福岡天神から今泉大名と通って西に続くけやき通りに面したわずか13坪の小さなお店です。ここは福岡の中でも少し上流感の漂っているエリアで、青山や表参道界隈の雰囲気とよく似ています。散歩コースとして人気なのもうなずけます。書店は「立地が8割」と言われますが、本当にいい場所に出店したものです。このエリアは人口も多く、しかも全国平均と比べて圧倒的に20〜30代の一人世帯が多いアンテナ感度の高い街なのです。
店内にはいってみましょう。13坪のお店なのでどこに何があるかは入口からすべて見通すことが出来ます。このお店にはコミックや学習参考書は置いていません。品揃えはとても上品。店内の雰囲気もどこかしら上品です。そして棚はには必ずオシャレな面陳棚があって、「これは!」という本がさりげなくプッシュされています。
このセレクションが絶妙!わずかしかない売場なのに欲しい本がいっぱい見つかってしまうのです。すごい!この品揃えの秘密は何なのでしょうか?よく見ると棚の本にはすべてスリップが2枚挟まっています。えーと、これはトーハンの電算スリップですね。すべてのスリップに注文日が表記されています。そう、このキューブリックでは新刊配本を止めて注文したものだけを店頭に並べているんです。したがってお店の主人が売りたいと思って単品で注文を出した本しか店頭に並んでいないというわけ。店のすべての在庫タイトルにご主人の目が行き届いているわけです。しかも高いレベルで管理されているらしく、スリップの日付にほとんど古いものがありません。レジもちゃんと単品管理されたWEBPOSを使用しています。

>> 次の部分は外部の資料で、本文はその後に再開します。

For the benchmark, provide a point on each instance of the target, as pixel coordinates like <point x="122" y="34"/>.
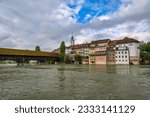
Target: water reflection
<point x="75" y="82"/>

いやーすばらしいですね。文庫なんかわずか3スパンしかないような小さなお店なのに私は45分も長居してしまいました。3冊購入。こういうお店を見ると、本来の本屋さんの仕事というか役割というか、ひょっとしたら私がやりたかった店、やらないといけない店というのはこういうお店なんじゃないのか?とハッとさせられます。最近の書店はどんどん大型化が進んでいますが、一冊一冊愛情を込めて本を仕入れてお客様に届ける、っていう本来忘れてはいけない部分が抜け落ちてしまっているかもしれません。システムで自動的に内容も知らないような本が勝手に入荷して知らないうちに売れちゃってるみたいな店、そんな店がほとんどなんじゃないでしょうか?